Max, as you well know, "The Israel Lobby" makes three principal arguments: The first is that American support for Israel - which is engineered solely by the Jewish community, the authors erroneously claim - hurts America. The second is that the organized American Jewish community, by advocating for policies that are not in America's best interests, caused the Iraq war and is partially to blame for the attacks of 9/11. The third is that Israel's behavior is so outrageous as to make it undeserving of American support, on moral grounds.
You accuse me of conceding their case. Let me quote from my Times op-ed: "John J. Mearsheimer and Stephen M. Walt, in their polemical work, "The Israel Lobby," have it wrong: They argue, unpersuasively, that American support for Israel hurts America. It doesn't."
So Max, how do I concede their case? By rejecting it?
Their most outrageous charge - that American Jews, by forcing Washington into an unnaturally close alliance with Israel, are partially to blame for al-Qaeda's attacks of September 11 - I don't address at all in the op-ed, though I've addressed it elsewhere, and rather dispositively.
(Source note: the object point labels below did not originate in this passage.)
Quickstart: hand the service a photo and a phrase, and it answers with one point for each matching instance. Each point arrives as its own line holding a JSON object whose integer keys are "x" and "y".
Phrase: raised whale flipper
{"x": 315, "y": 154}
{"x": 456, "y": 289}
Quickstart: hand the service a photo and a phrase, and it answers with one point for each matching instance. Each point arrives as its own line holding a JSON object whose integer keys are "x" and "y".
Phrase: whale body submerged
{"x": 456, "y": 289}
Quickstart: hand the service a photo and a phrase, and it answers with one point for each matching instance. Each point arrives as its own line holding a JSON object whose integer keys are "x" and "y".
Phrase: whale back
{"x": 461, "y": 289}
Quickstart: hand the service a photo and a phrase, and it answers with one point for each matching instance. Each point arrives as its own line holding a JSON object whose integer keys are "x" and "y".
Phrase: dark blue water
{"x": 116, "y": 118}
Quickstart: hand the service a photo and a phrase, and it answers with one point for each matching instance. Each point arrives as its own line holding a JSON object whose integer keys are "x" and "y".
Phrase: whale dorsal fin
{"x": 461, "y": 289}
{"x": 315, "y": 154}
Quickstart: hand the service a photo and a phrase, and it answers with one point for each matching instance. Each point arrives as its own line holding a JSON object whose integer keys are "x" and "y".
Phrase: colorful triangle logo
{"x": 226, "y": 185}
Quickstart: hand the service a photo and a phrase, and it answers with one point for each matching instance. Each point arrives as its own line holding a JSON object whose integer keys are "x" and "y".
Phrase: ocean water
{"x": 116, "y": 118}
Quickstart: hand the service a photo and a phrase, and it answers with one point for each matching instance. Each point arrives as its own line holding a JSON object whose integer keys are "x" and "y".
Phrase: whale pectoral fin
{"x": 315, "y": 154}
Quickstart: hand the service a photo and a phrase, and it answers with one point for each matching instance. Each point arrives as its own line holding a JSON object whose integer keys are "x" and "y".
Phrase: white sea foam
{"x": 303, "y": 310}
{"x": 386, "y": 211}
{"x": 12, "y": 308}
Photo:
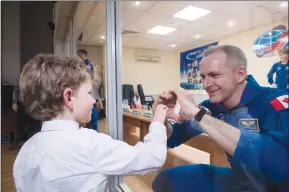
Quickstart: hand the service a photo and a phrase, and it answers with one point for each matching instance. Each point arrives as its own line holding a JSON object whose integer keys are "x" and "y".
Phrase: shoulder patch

It is, of course, an anti-Semitic charge. I have dealt similarly with the third of their main charges.
My argument in the op-ed is that unthinking American support for Israel actually hurts Israel in one area of existential importance: By not encouraging Israel in any meaningful way to evacuate the settlements of the West Bank, America - as well as the American Jews who support Aipac and who thus help shape American policy toward Israel - is doing the Jewish state no favors. I am interested in preserving Israel's strong Jewish majority while at the same time ensuring that Israel remains a democracy. These will be more difficult tasks if Israel continues to rule over the hostile Arabs of the West Bank. If you can't see that, well, you haven't spent much time on the West Bank.
I'm fully aware of the dangers inherent in a settlement withdrawal, but I believe that the dangers of staying on the West Bank outweigh the dangers of leaving. And by the way, I don't advocate a unilateral end to the occupation, just to the settlement project. An end to the occupation has to come about through negotiations with a viable Palestinian partner. A partner, by the way, who might be strengthened by a reversal of settlement program.
One other thing - it is no secret that Aipac is powerful. I've said this repeatedly. So has Aipac, by the way. For all the money it has collected from pro-Israel donors over the years, it had better be powerful. It is not anti-Semitic, or anti-Israel, to acknowledge Aipac's power. I believe it does many good things with its power. It has strengthened the overall relationship between America and Israel. I just wish that it would counsel Israel to make sure that it doesn't endanger its own future by trying to swallow too much of the West Bank. And I wish it would acknowledge that American politicians - and American Jews - can be pro-Israel and anti-settlement at the same time.